Matrix Multiplication Performance in C++

A few days ago, I ran across this article by Dmitri Nesteruk. In his article, he compared the performance between C# and C++ in matrix multiplication. From the data he provided, matrix multiplication using C# is two to three times slower than using C++ in comparable situations.

Even though a lot of optimizations have been done in the .Net runtime to make it more efficient, it is apparent that scientific programming still favors C and C++ because that the performance advantage is huge.

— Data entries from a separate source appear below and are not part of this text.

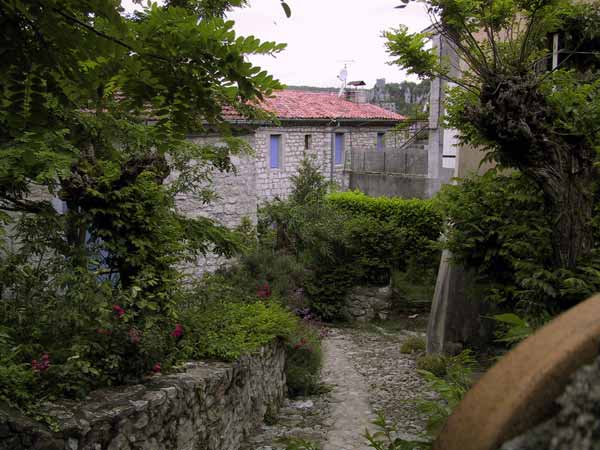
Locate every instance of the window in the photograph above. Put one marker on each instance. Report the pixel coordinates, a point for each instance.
(380, 141)
(307, 141)
(275, 153)
(339, 148)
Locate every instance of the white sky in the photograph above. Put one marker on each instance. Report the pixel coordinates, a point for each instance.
(322, 34)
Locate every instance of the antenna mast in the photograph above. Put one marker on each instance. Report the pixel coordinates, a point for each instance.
(343, 76)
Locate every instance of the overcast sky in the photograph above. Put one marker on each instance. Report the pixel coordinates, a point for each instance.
(323, 34)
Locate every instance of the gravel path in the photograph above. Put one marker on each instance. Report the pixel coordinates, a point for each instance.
(350, 410)
(367, 374)
(392, 378)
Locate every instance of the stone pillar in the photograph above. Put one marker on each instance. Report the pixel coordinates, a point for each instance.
(457, 311)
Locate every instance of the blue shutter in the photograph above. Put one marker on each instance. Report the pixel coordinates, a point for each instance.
(275, 154)
(339, 148)
(380, 141)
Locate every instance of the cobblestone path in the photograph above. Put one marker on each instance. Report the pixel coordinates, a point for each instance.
(366, 373)
(351, 412)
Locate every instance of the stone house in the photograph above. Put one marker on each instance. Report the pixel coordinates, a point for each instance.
(323, 126)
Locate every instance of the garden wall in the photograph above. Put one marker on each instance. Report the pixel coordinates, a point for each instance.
(210, 406)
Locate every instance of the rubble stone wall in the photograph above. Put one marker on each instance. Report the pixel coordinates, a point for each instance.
(210, 406)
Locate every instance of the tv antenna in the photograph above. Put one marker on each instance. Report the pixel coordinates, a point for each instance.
(343, 76)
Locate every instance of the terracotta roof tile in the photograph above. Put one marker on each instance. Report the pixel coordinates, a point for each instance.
(290, 104)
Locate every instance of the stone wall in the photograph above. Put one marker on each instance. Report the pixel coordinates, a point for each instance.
(236, 199)
(211, 406)
(254, 183)
(367, 303)
(277, 183)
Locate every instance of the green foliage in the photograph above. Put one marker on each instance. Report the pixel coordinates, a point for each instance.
(435, 364)
(384, 438)
(346, 239)
(226, 330)
(500, 229)
(418, 220)
(309, 184)
(96, 106)
(414, 287)
(304, 361)
(511, 103)
(451, 387)
(515, 329)
(413, 344)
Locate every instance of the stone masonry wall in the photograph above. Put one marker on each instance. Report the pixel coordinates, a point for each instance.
(277, 183)
(211, 406)
(240, 194)
(236, 200)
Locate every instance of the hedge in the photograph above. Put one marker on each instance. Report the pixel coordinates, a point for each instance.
(418, 217)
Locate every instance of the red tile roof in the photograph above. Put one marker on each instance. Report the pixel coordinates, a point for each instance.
(289, 104)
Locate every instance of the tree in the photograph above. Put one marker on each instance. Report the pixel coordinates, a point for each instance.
(95, 109)
(515, 105)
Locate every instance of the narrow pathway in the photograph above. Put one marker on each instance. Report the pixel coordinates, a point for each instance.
(367, 373)
(351, 414)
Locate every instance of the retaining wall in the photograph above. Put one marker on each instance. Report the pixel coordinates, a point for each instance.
(210, 406)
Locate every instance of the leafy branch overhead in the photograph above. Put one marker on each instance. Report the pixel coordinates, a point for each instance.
(96, 106)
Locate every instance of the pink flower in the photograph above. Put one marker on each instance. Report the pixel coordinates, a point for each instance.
(134, 336)
(300, 344)
(178, 331)
(264, 291)
(43, 365)
(118, 310)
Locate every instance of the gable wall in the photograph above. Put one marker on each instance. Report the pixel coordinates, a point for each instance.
(255, 183)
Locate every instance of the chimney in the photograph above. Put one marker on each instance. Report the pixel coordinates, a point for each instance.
(355, 94)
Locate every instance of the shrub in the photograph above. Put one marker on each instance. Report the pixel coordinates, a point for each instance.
(435, 364)
(226, 330)
(500, 229)
(413, 344)
(304, 361)
(419, 220)
(451, 387)
(342, 240)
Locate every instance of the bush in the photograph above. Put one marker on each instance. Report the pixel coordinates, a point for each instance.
(500, 229)
(451, 387)
(413, 344)
(419, 220)
(346, 239)
(304, 361)
(435, 364)
(226, 330)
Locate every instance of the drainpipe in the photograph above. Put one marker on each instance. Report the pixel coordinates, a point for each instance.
(336, 125)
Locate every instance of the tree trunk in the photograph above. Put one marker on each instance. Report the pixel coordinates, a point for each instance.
(569, 201)
(571, 209)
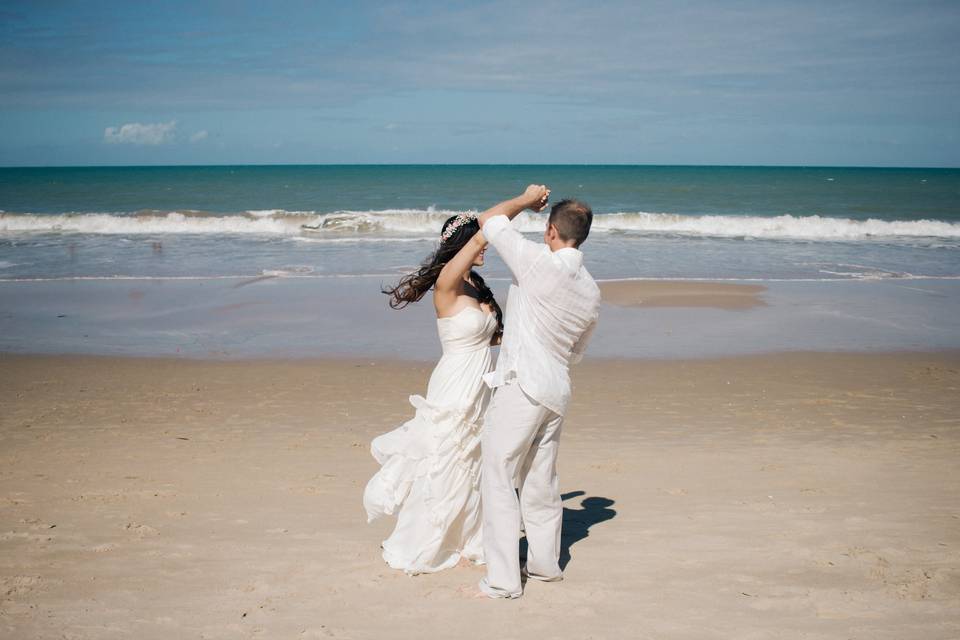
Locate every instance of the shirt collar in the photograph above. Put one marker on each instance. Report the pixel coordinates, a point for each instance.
(571, 257)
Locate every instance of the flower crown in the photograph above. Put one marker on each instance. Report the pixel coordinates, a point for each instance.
(458, 222)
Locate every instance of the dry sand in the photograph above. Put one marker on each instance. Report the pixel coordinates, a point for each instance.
(783, 496)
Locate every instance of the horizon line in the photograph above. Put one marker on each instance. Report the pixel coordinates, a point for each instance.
(479, 164)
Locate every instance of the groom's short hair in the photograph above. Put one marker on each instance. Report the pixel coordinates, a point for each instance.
(572, 219)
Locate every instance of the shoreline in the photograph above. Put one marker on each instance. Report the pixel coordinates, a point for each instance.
(280, 317)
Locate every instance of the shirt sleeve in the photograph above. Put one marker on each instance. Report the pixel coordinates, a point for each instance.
(518, 252)
(581, 346)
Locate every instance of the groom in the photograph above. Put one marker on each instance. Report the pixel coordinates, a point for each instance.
(552, 309)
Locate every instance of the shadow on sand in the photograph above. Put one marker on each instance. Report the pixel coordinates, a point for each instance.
(577, 523)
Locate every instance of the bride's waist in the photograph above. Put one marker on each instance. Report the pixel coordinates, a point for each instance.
(456, 349)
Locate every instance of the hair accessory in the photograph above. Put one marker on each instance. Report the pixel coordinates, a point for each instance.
(460, 220)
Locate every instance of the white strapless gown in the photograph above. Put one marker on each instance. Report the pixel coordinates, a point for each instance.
(430, 465)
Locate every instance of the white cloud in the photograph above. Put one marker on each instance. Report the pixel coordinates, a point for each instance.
(136, 133)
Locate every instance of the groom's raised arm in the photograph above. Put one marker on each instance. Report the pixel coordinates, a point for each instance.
(516, 251)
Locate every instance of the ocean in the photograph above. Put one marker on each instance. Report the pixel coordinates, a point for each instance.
(730, 223)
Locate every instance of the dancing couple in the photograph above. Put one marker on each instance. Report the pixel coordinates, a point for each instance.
(478, 460)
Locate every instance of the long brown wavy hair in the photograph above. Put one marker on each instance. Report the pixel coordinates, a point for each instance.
(413, 286)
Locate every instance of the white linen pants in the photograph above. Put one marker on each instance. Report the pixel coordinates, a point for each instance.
(519, 449)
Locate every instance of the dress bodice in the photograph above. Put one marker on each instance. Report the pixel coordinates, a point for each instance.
(470, 329)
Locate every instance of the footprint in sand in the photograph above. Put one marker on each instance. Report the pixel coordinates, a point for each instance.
(14, 586)
(140, 530)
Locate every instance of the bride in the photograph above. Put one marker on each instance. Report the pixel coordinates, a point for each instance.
(430, 466)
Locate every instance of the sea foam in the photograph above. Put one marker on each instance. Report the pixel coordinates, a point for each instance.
(426, 223)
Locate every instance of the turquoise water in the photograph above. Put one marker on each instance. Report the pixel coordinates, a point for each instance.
(758, 223)
(887, 194)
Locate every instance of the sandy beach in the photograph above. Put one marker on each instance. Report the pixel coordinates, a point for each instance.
(807, 495)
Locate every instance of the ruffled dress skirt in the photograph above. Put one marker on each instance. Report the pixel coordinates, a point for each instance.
(429, 476)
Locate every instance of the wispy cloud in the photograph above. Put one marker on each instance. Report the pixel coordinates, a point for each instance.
(136, 133)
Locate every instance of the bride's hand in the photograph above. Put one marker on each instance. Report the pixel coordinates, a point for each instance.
(536, 197)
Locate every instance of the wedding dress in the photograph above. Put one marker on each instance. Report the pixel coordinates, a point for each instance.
(430, 465)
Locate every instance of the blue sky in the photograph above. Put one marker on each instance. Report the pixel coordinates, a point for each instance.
(680, 82)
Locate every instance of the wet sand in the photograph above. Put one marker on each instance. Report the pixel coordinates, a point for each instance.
(668, 293)
(805, 495)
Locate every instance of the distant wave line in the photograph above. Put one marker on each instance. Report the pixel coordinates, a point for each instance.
(425, 224)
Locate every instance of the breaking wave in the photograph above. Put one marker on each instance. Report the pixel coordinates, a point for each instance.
(426, 223)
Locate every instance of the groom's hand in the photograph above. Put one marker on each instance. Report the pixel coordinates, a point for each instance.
(536, 197)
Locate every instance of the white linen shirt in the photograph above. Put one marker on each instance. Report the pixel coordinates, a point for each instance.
(552, 309)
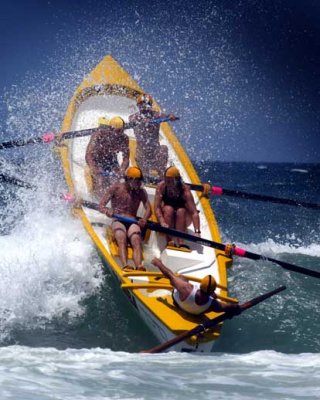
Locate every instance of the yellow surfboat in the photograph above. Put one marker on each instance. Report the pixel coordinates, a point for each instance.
(108, 91)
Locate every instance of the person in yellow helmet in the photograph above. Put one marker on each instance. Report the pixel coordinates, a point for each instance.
(102, 153)
(175, 207)
(195, 298)
(150, 155)
(125, 198)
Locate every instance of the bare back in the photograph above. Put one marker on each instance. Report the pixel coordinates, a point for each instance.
(124, 201)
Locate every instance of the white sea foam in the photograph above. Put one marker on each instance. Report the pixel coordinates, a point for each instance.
(45, 373)
(45, 269)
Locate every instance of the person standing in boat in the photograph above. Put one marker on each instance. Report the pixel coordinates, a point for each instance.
(174, 206)
(102, 154)
(150, 155)
(126, 198)
(195, 298)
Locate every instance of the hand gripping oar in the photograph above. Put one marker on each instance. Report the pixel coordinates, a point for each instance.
(219, 191)
(229, 249)
(210, 323)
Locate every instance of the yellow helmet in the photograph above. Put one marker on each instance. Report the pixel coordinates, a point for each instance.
(172, 172)
(116, 123)
(145, 99)
(134, 173)
(208, 284)
(102, 121)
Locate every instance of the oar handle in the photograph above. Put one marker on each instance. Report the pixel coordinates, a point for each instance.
(229, 249)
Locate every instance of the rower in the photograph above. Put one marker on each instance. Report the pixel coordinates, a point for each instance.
(195, 298)
(102, 154)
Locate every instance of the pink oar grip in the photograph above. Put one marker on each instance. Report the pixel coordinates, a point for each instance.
(216, 190)
(48, 137)
(239, 252)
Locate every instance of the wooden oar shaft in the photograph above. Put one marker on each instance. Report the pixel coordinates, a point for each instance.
(209, 243)
(209, 324)
(46, 138)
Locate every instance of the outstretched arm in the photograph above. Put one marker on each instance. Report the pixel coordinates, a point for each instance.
(191, 207)
(181, 284)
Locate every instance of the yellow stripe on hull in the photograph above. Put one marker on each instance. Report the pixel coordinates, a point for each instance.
(109, 79)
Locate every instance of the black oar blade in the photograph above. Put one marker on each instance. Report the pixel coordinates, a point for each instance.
(209, 243)
(271, 199)
(290, 267)
(209, 324)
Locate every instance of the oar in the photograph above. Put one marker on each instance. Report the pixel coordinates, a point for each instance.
(219, 191)
(229, 249)
(15, 181)
(210, 323)
(46, 138)
(50, 137)
(159, 120)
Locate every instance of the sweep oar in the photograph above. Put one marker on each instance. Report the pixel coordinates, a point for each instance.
(50, 137)
(210, 323)
(219, 191)
(227, 248)
(46, 138)
(15, 181)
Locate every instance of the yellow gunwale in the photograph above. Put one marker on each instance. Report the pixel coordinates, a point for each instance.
(109, 77)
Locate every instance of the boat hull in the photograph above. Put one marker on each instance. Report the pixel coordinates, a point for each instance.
(107, 91)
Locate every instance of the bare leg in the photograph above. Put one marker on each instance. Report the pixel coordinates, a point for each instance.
(134, 235)
(120, 234)
(181, 222)
(169, 216)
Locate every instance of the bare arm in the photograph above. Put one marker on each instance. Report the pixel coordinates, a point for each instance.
(89, 154)
(182, 285)
(157, 204)
(105, 200)
(147, 207)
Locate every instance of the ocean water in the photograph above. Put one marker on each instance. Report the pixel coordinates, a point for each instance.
(67, 331)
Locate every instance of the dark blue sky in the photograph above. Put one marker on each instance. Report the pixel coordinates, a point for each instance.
(242, 75)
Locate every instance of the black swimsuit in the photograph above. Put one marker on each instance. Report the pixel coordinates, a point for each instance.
(175, 202)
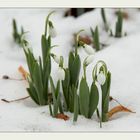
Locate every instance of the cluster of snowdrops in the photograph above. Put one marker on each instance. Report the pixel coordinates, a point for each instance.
(76, 96)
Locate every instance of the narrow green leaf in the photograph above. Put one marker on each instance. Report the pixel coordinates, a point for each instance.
(93, 99)
(75, 70)
(76, 107)
(96, 39)
(84, 98)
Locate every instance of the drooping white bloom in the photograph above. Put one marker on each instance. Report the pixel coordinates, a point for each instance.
(52, 32)
(101, 78)
(88, 49)
(27, 49)
(61, 73)
(56, 59)
(88, 60)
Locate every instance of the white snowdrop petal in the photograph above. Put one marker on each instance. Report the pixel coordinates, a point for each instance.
(89, 59)
(89, 50)
(56, 59)
(61, 74)
(52, 32)
(101, 78)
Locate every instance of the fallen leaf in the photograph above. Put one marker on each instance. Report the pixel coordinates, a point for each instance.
(117, 109)
(23, 72)
(86, 39)
(62, 116)
(124, 14)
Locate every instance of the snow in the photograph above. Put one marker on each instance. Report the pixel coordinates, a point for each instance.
(122, 58)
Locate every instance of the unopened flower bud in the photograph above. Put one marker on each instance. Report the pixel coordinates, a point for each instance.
(101, 78)
(88, 49)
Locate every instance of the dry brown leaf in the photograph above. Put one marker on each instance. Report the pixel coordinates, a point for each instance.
(117, 109)
(23, 72)
(62, 116)
(124, 14)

In this article, I will examine some matrix multiplication algorithms that are commonly used and illustrate the efficiencies of the various methods. All the tests are done using C++ only and matrices size ranging from 500×500 to 2000×2000. When the matrix sizes are small (e.g. <50), you can pretty much use any matrix multiplication algorithms without observing any significant performance differences. This is largely due to the fact that the typical stable matrix multiplication algorithms are O(n^3) and sometimes array operation overheads outweigh the benefit of algorithm efficiencies. But for matrices of larger dimensions, the efficiency of the multiplication algorithm becomes extremely important.

Since Dmitri’s article has already captured pretty detailed data using the standard matrix multiplication algorithm, I will not repeat his findings in this article. What I intended to show was the performance data of uBLAS, OpenMP, cBLAS and MATLAB.

The following sample code are compiled under Ubuntu 8.10 64 bit (kernel 2.6.24.23) on Intel Q9450@3.2GHz.

Standard Matrix Multiplication (Single Threaded)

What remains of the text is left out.